Islam and Christianity were both imported by colonisers, and had a fairly significant impact, but did not obliterate traditional Bassè religions. Today, many Bashenké are atheists, and many retain religion because they consider it part of their cultural identity, without actually believing in any god.
- Atheism: 72.7%
- Indigenous religions: 18.4%
- Islam: 5.1%
- Christianity: 3.2%
- Other: 0.6%
The most popular sport in Bashenk is football, and children, teenagers and adults can often be seen playing the game outdoors wherever there is a reasonably flat surface. On the banks of Lake Ngatogo, sailing has become extremely popular, to the point that there have been talks of sending a Bashenké sailing delegation to the Olympic Games.

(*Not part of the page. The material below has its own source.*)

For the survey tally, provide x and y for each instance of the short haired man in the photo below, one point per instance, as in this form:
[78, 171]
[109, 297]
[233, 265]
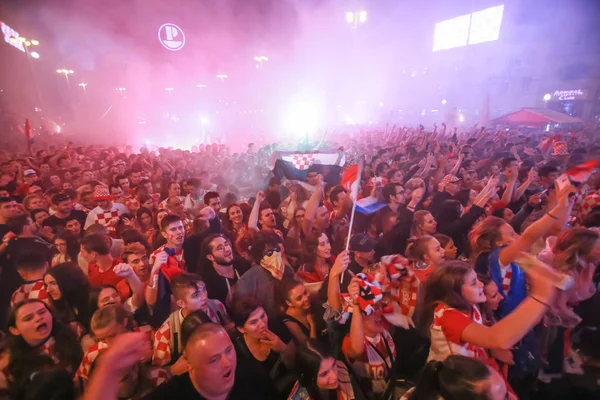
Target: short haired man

Main article: Economy of Bashenk
The national currency is officially the franc bashenké, but matters are in reality somewhat complicated. Bashenké do not use money in their own country, as the economy is not a market economy. People often work communally, and do so for the good of society, not out of desire for profit. Goods and services are thus freely avilable to all Bashenké nationals. A currency is, nonetheless, necessary for citizens travelling abroad, and for foreigners visiting the country. For such purposes, two currencies are actually used - the franc bashenké (devise nationale) and the franc bashenké (devise étrangère). See the article on the Economy of Bashenk for more detail.
Main article: Flags of Bashenk
The Bashenké flag is unusual in that it has only one colour: black. Black is seen as the symbol of anarchy, but also of hope and of life. Bashenké explain that the flag does not represent the ethnicity of the people, but that it may, however, "symbolise our predominantly Black culture".